At re:Inevent(2017), AWS made an announcement for an ambitious feature which they would launch in 2018 - Aurora Serverless. It's been a highly anticipated feature ever since AWS made the announcement. Aurora as you may already know is quite a popular relational database service offered by AWS which is pretty much known for it's outstanding performance. Now taking that one step further is they made it serverless.

Serverless concept becomes quite desirable because the benefits seem pretty obvious, one is the cost savings and the other being elimination of managing servers! Billing is done with usage of the service on per second basis, and Aurora scales up or down the capacity depending on the load. AWS gives you the option of choosing the minimum and maximum number of Aurora Compute Units(ACU) between which Aurora will scale up or down depending on the number of incoming connections and CPU utilization.

Couple Aurora serverless with Lambda and you have a truly serverless application that is extremely cost effective and is capable of handling any incoming load on it's own. However you need to understand that there are quite a few drawbacks currently which might not make using Aurora serverless quite feasible for your production workloads. Like for instance

  • The cluster needs to inside a VPC and accessibility is limited to only those resources which are part of the VPC. So doing anything with it outside the VPC is a no-go.
  • Aurora will send the cluster into a kind of a 'sleep' state if it remains idle for more than 5 minutes(5 minutes being the lowest value you can choose until which the cluster can go into this paused state). This means that if you have a web application which is idle at most times, you can expect a delay of 30 seconds when the application is invoked after such period. You can turn off this pausing feature altogether too but doing so would just keep the cluster running at all times even when it isn't required. So then how is this serverless cluster different from a regular db instance?

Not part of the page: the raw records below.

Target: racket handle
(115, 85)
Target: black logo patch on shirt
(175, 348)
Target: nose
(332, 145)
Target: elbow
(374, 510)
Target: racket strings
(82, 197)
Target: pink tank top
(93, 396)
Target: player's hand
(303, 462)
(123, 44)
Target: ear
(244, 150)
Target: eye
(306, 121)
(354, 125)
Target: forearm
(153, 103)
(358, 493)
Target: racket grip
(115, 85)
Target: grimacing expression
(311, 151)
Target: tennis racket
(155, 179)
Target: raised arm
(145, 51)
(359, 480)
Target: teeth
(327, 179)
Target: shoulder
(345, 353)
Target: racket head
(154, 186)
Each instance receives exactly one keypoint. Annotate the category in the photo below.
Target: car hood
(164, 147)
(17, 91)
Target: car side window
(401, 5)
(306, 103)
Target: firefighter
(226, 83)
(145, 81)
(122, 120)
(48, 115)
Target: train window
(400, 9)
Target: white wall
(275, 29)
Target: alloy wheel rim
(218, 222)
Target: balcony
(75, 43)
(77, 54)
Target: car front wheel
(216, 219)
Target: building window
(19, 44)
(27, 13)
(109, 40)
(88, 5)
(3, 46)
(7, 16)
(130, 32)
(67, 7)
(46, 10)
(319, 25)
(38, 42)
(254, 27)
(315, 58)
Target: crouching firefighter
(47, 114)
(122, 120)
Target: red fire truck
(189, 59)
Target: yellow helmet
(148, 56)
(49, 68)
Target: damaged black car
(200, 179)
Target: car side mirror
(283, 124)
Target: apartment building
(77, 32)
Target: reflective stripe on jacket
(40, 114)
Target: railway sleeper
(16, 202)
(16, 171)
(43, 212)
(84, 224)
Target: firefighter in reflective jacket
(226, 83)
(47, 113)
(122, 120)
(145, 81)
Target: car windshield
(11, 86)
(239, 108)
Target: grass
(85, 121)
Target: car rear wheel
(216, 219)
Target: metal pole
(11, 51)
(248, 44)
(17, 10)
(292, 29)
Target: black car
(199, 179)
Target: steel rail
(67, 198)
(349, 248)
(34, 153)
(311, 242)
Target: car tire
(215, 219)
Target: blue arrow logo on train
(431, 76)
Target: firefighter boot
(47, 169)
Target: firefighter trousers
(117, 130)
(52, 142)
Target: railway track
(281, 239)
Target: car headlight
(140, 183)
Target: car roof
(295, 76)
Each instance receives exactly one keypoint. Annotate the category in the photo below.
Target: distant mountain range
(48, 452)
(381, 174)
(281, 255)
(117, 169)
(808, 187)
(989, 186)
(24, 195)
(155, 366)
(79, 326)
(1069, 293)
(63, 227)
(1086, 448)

For enterprises, Aurora would work best for development purposes as you only need the instance to run during tests. They would also be suited for infrequently accessed internal systems that can tolerate latency in performance. Both cases will lead to cost savings that will be evident from day one. However, for adoption in production use, AWS would have to come with a way of tackling cold starts as they are quite significant. At the time of writing this, Aurora Serverless is available for 14 regions across the AWS realm, more regions soon to come. You can expect Aurora serverless for PostgreSQL in the near future too.